Rob Campbell said were was little of value to be achieved in the US DOGE approach that amounted to a man-made wielding an axe stalking the halls of government agencies.
He emphasised the critical importance of understanding systemic models, not just slashing budgets or headcount: “If you don’t understand the machinery, you’ll cause destruction, not creation." Campbell highlighted NZ’s own struggles with siloed systems, such as healthcare’s “ramshackle assembly” of incompatible financial tools.

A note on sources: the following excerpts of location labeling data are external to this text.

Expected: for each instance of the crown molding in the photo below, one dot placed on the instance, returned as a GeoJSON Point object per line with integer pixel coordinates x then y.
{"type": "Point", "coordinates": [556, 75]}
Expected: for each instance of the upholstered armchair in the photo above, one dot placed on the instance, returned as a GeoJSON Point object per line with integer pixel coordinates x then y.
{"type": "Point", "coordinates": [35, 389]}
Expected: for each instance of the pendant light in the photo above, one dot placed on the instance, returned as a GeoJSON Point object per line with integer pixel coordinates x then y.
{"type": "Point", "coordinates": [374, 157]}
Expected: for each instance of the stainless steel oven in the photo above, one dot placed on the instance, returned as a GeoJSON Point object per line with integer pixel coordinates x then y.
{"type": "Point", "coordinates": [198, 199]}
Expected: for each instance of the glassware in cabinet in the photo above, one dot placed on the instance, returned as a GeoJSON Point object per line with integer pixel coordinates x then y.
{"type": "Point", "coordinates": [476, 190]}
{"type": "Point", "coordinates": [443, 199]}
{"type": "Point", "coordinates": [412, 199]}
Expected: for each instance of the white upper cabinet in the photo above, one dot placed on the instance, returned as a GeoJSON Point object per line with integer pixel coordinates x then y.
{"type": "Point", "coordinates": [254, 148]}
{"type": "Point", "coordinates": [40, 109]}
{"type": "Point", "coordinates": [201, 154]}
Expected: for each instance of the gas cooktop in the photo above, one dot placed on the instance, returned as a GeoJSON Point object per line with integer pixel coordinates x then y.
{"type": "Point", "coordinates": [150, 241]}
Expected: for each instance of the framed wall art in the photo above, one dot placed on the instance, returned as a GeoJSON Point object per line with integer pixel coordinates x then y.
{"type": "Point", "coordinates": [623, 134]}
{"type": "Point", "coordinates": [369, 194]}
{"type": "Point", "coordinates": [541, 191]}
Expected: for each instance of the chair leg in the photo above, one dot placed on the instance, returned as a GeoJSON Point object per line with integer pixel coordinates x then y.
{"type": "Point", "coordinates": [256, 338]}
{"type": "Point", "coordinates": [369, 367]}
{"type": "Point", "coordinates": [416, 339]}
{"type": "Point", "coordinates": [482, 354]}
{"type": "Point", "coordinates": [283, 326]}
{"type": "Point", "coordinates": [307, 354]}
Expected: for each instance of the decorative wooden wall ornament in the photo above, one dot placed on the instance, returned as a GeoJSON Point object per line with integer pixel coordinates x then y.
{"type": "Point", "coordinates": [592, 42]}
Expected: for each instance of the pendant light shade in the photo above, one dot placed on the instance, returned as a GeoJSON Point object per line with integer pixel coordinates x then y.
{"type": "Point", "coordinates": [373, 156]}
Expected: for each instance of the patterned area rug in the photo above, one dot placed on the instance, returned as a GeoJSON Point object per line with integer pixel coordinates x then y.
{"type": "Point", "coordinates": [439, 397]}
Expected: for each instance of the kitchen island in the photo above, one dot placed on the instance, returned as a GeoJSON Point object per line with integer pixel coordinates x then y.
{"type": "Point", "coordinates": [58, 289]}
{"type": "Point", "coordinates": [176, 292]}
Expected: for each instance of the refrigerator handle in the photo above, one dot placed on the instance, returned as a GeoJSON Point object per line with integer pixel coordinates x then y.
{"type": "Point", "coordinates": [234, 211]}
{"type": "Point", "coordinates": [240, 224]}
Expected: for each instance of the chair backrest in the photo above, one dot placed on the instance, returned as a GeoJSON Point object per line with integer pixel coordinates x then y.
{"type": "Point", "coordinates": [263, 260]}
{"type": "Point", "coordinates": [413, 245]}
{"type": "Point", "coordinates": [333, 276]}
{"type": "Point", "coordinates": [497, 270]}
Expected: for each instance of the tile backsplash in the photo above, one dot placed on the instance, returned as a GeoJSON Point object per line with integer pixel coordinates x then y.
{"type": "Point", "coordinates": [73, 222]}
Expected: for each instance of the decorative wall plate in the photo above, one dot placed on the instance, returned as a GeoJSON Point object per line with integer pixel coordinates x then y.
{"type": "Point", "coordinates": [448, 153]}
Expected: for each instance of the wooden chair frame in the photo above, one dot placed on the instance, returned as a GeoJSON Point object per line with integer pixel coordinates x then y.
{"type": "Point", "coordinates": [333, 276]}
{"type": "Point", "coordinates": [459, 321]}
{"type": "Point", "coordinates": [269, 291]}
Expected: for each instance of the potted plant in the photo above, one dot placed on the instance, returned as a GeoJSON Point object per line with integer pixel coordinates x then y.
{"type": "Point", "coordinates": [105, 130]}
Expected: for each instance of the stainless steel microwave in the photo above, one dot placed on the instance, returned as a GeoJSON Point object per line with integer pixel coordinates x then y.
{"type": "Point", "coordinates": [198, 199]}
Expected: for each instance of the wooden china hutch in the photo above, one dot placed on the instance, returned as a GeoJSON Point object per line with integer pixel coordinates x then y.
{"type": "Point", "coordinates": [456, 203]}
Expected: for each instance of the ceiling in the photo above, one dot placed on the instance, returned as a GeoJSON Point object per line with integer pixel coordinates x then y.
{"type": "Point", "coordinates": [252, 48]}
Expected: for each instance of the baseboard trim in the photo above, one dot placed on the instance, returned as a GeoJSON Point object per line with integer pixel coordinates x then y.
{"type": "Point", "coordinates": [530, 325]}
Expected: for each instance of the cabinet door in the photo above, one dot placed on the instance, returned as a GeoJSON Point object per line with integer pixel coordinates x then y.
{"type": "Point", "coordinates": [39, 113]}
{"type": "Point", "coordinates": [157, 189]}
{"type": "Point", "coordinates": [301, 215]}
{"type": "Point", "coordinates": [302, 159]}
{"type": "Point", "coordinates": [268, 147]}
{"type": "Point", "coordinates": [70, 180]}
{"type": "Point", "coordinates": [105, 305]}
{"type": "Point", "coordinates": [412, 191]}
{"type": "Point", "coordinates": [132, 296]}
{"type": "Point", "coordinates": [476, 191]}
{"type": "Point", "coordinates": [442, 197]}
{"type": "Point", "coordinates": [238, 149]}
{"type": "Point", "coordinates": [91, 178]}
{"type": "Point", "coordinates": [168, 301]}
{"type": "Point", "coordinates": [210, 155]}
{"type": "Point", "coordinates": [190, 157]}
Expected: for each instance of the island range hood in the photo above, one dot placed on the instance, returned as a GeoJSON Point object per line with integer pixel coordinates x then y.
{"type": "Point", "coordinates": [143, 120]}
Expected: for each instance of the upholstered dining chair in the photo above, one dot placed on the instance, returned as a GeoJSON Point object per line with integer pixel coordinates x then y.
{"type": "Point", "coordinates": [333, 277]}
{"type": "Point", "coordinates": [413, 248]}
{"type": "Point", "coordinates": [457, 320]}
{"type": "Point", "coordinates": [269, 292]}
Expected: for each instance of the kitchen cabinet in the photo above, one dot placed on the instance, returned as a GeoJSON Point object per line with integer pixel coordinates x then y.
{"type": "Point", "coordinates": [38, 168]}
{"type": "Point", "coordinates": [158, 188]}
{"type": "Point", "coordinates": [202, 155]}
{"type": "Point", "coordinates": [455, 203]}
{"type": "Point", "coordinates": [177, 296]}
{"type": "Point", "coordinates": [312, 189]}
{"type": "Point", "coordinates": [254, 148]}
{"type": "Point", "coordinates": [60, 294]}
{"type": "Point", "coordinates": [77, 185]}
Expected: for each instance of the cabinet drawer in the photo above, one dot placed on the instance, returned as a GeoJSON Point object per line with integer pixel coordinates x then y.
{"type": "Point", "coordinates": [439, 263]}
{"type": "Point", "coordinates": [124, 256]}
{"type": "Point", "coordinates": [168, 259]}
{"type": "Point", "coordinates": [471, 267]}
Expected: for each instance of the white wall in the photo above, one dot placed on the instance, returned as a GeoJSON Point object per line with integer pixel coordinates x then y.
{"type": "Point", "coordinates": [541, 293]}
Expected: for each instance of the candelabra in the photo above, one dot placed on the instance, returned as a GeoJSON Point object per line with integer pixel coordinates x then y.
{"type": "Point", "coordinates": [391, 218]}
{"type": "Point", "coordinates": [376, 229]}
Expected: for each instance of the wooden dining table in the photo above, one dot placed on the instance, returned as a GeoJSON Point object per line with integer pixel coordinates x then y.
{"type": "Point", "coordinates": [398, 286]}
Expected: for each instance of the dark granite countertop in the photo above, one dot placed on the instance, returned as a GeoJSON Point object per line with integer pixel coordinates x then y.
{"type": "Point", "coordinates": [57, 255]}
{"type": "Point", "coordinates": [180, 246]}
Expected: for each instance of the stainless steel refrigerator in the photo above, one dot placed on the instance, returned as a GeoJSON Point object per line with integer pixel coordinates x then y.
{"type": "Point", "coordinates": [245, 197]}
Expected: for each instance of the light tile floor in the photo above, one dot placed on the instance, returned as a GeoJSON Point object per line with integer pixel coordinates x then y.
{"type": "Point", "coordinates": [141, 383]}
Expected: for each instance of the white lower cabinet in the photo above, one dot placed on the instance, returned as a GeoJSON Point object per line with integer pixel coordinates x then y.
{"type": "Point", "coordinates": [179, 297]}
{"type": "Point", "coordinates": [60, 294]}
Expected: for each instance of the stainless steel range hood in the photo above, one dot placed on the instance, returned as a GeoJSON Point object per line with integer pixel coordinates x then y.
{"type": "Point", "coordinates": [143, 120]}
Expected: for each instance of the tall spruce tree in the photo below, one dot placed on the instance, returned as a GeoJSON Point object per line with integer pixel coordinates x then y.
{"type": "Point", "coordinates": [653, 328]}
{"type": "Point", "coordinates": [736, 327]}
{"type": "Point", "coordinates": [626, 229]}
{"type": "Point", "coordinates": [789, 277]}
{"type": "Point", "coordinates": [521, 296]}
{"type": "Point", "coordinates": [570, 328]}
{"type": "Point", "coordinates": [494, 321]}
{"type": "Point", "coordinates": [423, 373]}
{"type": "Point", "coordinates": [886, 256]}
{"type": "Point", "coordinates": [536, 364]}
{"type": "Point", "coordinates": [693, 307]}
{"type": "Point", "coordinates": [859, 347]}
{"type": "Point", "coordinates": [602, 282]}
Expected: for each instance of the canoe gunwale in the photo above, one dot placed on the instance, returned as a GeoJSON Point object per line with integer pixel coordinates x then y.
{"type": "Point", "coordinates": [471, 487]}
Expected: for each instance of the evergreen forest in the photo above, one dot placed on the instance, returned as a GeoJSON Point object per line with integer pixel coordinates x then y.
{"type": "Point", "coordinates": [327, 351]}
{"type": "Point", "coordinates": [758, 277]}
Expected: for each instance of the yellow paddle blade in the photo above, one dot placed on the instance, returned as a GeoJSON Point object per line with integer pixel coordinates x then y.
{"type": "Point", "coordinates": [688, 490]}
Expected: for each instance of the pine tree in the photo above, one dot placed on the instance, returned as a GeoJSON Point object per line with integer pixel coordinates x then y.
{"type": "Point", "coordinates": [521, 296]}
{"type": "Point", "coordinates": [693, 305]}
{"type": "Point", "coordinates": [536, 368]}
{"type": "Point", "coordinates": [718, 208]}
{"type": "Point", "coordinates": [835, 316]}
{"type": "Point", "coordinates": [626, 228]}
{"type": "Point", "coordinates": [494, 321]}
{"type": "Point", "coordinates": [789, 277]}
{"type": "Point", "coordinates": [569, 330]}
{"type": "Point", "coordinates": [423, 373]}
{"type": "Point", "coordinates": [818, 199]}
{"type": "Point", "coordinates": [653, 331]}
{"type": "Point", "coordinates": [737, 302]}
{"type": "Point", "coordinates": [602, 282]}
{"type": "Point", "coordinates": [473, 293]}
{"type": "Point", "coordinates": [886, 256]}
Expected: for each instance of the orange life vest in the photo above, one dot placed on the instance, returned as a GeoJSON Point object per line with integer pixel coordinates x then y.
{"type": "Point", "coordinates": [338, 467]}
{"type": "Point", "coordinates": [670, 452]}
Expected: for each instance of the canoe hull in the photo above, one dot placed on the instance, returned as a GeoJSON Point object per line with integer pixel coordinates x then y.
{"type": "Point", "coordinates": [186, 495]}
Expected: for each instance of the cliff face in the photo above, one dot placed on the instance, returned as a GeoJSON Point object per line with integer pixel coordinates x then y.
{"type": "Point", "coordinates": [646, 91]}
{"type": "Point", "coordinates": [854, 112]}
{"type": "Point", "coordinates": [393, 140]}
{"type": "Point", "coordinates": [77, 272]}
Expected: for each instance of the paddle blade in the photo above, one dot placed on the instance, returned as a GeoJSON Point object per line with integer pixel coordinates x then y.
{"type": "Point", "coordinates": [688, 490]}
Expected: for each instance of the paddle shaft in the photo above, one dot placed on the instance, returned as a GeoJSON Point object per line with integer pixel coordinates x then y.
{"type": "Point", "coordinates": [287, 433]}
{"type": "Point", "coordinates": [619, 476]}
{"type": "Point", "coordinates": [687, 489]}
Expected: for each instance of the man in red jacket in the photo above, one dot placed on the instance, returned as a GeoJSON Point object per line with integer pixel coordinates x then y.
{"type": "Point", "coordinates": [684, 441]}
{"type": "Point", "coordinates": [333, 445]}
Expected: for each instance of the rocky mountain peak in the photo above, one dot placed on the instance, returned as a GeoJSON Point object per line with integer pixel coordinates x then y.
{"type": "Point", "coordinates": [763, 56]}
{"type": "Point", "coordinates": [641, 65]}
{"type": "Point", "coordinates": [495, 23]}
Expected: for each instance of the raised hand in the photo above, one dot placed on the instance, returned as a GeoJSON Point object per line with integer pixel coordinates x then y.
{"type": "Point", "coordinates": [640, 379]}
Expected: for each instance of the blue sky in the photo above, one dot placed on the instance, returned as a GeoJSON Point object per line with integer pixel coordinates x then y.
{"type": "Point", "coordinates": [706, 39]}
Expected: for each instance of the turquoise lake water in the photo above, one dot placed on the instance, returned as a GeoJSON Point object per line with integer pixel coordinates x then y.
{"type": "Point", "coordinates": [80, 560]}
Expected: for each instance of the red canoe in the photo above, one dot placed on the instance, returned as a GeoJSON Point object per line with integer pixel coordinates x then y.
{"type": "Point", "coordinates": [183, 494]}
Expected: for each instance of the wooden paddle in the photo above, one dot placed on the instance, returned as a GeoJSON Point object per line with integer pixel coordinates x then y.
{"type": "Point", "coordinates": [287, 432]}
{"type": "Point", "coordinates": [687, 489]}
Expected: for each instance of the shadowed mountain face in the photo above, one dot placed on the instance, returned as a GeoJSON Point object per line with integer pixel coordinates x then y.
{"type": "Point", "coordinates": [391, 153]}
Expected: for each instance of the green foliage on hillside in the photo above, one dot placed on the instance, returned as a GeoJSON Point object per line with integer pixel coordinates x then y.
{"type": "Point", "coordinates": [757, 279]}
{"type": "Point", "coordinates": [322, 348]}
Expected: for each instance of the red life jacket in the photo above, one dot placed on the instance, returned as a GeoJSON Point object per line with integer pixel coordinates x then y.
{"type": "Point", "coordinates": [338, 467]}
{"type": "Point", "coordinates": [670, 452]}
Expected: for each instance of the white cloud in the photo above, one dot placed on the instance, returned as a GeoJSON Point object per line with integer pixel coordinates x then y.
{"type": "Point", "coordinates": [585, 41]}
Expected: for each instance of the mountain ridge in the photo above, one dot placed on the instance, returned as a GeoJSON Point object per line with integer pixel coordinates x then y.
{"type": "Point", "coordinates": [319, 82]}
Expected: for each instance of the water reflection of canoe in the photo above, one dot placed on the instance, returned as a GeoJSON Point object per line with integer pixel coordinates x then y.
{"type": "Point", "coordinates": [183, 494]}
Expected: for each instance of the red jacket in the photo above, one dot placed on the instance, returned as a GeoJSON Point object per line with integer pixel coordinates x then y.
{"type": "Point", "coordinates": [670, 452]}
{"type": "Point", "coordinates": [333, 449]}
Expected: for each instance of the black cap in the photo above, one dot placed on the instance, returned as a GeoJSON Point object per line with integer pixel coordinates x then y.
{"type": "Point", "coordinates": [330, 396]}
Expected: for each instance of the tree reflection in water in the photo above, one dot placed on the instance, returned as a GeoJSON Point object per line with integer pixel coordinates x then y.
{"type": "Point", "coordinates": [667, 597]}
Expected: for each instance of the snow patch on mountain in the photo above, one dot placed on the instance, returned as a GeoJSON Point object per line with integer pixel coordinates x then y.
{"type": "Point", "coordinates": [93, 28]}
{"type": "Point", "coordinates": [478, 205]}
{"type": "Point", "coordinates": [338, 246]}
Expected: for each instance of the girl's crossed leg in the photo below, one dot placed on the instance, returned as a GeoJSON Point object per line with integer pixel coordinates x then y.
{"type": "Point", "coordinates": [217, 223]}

Reid, author of Fast Forward Aotearoa, contrasted the US’s “brokenist” political climate with NZ’s inertia-driven bureaucracy. He warned against Musk’s “dismantle-first” strategy, advocating instead for digital-first governance built on open-source platforms and API-driven services. Easy Crypto’s Paul Quickenden added that blockchain could address transparency gaps but stressed that solutions must align with outcomes, not ideology.
Check out that discussion as we head into the long Easter weekend. Put your phones down and detox from the global forces that are washing over us. Hopefully President Trump gives everyone a break and heads for the golf course.